The Boston Globe

Snapshots of Bogota from an unusual angle

Sept 28--As an outsider, Soth observes hardness, beauty

28 de septiembre de 2009

A revolver sits on a desk. Its presence there takes a moment to register, since the room has such a high ceiling and the wall behind the desk (which dominates the photograph you’re looking at) is bare but for a clock and a small image of a saint.
Something strange is going on here - revolver? saint? - the strangest thing of all being that the juxtaposition seems almost normal. This is the most remarkable aspect of “Dog Days Bogotá by Alec Soth,’’ the exhibition of which the photograph is a part. Soth manages to make the Colombian city seem so familiar in its strangeness, and vice versa.

The show runs at the Massachusetts College of Art and Design’s Stephen D. Paine Gallery through Nov. 28.

Soth, a member of the photo agency Magnum, went to Bogotá with his wife in 2003 to adopt a baby girl, Carmen. Her birth mother gave them a scrapbook. “I hope that the hardness of the world will not hurt your sensitivity,’’ she wrote. “When I think about you I hope that your life is full of beautiful things.’’

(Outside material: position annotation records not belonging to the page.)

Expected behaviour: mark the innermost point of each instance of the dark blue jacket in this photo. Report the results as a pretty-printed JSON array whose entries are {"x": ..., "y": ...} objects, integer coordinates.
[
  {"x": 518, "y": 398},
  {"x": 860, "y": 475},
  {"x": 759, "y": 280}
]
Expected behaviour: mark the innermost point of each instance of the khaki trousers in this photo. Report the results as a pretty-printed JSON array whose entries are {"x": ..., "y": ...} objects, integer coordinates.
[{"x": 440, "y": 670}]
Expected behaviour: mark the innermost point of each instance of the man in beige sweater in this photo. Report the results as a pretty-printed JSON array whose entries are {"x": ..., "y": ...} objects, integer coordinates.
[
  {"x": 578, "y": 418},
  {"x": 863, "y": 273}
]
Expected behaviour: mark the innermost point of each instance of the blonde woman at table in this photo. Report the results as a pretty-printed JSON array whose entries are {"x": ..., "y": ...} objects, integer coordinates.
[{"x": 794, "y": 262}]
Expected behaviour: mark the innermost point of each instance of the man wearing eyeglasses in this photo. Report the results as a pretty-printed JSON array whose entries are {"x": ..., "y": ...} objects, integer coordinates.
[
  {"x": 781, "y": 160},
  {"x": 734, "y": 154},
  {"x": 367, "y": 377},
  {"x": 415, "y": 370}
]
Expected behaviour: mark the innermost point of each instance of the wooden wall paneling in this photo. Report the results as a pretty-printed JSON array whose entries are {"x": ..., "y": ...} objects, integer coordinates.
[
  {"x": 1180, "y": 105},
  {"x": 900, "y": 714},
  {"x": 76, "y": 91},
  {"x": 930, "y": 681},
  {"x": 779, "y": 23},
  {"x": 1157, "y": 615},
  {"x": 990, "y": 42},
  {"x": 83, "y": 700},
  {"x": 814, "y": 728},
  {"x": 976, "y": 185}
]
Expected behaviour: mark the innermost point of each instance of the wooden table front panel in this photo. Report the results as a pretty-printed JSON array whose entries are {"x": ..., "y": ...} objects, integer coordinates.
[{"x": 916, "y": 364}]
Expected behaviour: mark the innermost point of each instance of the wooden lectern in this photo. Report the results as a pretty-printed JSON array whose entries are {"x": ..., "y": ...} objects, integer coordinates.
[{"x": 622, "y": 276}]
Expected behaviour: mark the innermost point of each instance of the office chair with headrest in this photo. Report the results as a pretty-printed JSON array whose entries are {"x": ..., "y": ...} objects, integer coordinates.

Those words became “a mission statement,’’ Soth writes. “I began making my own book for Carmen. In photographing the city of her birth, I hope I’ve described some of the beauty in this hard place.’’

There is indeed a balance of hardness and beauty in these 32 good-sized color photographs (they’re either 15 inches square or 20 inches square). Maybe that balance could even be written as an equation: hardness + beauty = matter-of-fact oddity.